The NiceHash application will benchmark your GPUs to see what settings are optimal for each miner, and automatically switch from currency to currency, depending on the demand they are getting from buyers.

We've been running this application a bit around the office, and I'm impressed at how well it works. NiceHash does take about a 3% cut in the middle, and you aren't going to make the absolute maximum profit possible with your hardware but I think it's pretty close overall. For the convenience of just turning on the application (you can even set it to activate after detecting your PC idle for a certain amount of time), it seems to be worth it for me.
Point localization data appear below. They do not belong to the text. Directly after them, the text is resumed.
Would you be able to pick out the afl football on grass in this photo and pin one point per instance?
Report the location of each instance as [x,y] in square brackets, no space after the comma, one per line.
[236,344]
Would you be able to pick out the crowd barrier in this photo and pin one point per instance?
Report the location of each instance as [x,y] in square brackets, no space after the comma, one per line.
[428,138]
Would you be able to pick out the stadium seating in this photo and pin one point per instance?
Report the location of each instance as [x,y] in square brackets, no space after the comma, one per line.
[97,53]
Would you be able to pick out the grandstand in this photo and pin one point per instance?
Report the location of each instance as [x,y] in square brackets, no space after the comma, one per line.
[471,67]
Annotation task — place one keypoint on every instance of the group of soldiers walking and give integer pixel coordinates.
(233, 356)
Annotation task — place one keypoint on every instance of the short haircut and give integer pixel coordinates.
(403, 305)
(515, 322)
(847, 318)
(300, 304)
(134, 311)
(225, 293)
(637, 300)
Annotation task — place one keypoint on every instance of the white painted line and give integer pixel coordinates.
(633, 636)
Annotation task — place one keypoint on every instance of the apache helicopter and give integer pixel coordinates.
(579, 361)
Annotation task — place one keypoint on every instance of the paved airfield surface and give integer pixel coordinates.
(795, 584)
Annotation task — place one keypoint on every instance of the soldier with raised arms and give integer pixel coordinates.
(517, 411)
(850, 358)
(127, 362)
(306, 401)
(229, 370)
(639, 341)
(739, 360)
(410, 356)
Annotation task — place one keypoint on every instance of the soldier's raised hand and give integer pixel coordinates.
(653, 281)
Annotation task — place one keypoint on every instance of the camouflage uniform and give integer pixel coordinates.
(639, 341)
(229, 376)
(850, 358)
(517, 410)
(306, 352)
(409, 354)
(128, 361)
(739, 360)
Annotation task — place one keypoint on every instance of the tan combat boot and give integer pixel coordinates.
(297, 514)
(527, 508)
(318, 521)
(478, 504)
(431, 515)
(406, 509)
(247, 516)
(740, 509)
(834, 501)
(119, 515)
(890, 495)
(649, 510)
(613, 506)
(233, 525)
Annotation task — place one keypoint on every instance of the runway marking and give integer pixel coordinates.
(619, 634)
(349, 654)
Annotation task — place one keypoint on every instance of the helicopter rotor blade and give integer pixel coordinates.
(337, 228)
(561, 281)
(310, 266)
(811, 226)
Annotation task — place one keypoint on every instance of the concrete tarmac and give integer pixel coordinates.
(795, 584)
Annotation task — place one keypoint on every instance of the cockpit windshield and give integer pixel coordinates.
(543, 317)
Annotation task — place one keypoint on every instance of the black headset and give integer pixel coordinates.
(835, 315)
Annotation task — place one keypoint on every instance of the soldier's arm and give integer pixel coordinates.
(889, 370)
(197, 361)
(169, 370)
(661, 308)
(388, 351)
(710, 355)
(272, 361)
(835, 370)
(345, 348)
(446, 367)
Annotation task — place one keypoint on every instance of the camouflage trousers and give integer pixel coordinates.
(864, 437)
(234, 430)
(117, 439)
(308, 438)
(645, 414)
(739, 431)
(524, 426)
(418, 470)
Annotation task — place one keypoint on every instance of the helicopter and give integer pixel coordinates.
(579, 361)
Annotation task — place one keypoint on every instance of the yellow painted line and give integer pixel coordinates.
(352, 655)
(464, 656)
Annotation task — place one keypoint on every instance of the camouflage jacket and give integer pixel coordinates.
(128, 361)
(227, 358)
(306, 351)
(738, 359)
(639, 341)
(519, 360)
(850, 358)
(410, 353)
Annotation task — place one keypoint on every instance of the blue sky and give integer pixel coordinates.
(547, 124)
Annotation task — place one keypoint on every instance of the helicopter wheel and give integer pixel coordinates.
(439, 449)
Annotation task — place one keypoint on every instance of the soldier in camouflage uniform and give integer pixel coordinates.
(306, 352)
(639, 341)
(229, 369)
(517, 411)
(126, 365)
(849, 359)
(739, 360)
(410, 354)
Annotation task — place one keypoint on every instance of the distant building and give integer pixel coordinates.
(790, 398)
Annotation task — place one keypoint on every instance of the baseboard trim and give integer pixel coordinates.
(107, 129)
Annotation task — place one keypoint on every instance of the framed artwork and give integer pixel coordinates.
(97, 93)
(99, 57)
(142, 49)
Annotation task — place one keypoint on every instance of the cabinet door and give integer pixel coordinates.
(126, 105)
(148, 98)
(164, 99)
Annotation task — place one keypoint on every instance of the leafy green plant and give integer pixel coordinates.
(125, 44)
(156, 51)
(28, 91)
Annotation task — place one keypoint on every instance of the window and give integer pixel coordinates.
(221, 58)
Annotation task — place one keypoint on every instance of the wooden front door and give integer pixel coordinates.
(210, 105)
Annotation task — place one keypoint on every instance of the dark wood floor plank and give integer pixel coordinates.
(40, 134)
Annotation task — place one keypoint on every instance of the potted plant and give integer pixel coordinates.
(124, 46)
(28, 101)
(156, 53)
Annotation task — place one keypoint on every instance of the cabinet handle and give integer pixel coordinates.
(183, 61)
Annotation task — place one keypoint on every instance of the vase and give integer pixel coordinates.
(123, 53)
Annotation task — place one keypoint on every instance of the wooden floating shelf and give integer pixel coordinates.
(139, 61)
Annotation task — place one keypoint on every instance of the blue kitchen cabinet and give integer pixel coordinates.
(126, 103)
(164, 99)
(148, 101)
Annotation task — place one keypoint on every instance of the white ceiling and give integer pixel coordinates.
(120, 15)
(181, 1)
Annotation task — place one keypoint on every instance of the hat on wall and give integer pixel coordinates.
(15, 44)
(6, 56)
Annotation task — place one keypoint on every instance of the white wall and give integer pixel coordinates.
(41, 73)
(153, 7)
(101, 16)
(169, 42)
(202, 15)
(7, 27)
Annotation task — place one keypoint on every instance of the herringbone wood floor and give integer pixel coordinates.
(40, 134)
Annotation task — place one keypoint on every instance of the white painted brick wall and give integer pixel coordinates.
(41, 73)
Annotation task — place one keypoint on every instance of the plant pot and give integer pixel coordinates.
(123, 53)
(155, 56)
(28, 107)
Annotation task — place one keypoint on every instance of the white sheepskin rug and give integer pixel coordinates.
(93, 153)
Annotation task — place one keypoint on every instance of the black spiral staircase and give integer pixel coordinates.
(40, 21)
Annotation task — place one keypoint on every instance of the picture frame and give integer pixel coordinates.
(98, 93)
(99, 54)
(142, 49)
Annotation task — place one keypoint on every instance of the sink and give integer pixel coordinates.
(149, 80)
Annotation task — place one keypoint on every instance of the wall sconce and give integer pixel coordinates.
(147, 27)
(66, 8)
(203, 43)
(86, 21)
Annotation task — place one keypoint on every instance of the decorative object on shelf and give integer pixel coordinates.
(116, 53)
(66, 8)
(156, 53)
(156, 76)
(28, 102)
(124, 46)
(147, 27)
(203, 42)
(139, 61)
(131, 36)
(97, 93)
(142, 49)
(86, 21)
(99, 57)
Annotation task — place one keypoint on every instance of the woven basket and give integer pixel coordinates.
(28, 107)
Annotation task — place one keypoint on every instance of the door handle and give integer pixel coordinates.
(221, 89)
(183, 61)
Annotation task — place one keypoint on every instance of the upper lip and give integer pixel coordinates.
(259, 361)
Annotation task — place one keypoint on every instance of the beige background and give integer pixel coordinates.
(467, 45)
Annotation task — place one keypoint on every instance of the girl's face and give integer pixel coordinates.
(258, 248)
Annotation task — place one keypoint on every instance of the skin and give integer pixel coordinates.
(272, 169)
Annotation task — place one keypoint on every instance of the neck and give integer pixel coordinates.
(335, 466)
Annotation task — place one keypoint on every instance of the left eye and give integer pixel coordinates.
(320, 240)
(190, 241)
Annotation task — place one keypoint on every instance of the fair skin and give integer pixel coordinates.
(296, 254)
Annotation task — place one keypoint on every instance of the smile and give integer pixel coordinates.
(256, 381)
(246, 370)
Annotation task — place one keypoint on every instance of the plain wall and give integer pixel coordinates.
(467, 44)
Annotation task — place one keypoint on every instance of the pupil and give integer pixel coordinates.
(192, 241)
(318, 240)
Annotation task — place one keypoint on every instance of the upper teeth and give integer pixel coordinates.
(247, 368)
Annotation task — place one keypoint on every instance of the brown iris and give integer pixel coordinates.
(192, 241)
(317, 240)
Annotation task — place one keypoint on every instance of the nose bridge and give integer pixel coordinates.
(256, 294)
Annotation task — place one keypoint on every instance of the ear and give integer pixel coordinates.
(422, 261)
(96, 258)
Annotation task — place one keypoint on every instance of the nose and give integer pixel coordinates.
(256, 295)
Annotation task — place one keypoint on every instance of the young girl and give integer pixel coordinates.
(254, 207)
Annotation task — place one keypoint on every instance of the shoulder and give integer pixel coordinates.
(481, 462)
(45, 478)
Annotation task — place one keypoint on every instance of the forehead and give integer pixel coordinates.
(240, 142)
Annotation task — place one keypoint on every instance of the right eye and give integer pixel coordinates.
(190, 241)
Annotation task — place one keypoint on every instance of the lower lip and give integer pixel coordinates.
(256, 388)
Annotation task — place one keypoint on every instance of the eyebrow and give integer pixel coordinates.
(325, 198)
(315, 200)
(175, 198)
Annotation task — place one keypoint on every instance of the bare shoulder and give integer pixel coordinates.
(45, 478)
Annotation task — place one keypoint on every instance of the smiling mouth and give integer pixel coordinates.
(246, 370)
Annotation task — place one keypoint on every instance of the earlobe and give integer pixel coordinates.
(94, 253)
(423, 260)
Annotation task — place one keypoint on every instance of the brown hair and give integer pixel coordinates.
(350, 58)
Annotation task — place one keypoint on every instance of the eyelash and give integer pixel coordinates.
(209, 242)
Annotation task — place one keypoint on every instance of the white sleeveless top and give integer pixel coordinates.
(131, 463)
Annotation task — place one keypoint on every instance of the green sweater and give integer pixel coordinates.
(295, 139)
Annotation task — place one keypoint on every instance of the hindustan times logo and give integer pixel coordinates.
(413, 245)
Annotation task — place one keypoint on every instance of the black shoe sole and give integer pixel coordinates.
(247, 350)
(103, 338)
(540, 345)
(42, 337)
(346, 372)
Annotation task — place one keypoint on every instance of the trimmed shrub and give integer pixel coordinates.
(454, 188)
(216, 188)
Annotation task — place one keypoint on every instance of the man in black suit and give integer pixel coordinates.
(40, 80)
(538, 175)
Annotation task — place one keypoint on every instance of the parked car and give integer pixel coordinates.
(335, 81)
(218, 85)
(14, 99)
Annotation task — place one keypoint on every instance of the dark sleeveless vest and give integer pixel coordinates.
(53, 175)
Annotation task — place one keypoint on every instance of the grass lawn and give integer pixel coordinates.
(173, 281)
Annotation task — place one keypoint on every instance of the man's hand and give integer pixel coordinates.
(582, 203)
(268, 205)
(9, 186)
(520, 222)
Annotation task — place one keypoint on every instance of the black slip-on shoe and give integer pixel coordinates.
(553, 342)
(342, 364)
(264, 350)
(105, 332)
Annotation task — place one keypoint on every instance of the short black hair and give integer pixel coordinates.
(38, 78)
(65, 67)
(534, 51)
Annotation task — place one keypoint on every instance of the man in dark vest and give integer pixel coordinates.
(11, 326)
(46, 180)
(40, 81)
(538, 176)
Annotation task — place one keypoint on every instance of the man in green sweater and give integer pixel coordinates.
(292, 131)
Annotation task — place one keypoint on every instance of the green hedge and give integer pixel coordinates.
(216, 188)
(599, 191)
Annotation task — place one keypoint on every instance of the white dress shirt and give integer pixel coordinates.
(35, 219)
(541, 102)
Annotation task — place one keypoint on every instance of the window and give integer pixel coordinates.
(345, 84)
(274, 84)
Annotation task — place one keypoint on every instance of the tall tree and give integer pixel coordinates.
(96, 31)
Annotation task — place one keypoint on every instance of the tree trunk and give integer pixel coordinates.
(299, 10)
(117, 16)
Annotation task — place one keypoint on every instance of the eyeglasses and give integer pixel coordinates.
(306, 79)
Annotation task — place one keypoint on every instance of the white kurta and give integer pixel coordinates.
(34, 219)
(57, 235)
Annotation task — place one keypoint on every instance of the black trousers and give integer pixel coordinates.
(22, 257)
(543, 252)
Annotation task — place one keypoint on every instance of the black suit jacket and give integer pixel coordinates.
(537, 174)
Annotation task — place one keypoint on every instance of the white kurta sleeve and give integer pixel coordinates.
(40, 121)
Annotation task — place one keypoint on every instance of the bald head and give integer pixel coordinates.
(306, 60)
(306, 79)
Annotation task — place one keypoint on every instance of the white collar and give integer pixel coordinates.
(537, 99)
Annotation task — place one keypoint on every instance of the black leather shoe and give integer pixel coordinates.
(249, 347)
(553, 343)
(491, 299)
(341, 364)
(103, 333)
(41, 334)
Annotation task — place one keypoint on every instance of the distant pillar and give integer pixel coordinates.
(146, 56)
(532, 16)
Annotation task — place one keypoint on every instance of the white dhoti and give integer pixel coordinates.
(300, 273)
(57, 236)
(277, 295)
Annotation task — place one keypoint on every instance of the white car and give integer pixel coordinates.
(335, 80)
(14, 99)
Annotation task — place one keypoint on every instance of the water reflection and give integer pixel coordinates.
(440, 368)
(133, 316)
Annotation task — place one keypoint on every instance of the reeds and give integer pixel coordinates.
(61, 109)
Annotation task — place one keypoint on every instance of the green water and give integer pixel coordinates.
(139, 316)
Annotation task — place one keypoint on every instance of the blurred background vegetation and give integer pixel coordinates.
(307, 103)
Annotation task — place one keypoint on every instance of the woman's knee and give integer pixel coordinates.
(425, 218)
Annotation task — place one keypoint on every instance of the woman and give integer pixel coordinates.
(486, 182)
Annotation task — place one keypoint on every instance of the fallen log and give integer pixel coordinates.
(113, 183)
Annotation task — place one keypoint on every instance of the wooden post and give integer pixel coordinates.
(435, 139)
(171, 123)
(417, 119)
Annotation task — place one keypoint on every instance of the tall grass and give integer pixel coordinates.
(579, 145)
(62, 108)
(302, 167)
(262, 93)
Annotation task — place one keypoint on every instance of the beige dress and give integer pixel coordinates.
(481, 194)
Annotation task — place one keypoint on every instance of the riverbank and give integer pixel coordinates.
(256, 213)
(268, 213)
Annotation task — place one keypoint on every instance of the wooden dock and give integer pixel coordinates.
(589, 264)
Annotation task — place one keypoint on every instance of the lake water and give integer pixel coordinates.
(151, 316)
For some quick numbers, at current difficulties and the exchange rate of Bitcoin, we saw a profit of about $3.25/day for an RX 580, $5/day for an AMD R9 Fury X, and about $10/day for a GTX 1080 Ti. (Check out this convenient NiceHash Calculator for your own estimates.)

Power consumption and the cost of electricity was a big concern when we first took a look at Bitcoin mining. However, keep in mind that Bitcoin was only worth $14 when we did our initial analysis. Now that Bitcoin is worth so much more, power consumption for us in Kentucky was only totaling about 10% of our gross profit from mining. For some more information about power costs versus system power, you can check out our previous article.

For those of you naturally thinking about how many GPUs you can cram into a system, stay tuned for some future content from PCPer.

Please note: These rates are very subject to change. If you're thinking of buying a ton of extra hardware to mine, with the hope of paying it off and making a profit in a couple of months please be aware that the price of Bitcoin fluctuates and these numbers may not be sustainable.

Also keep in mind that, operating a GPU at 100% load constantly could shorten the lifespan of your hardware.

However, if you've been hearing about this mining stuff and want to give it a try I think that NiceHash is a nice way to learn about the process and get your feet wet before you move onto bigger and better things.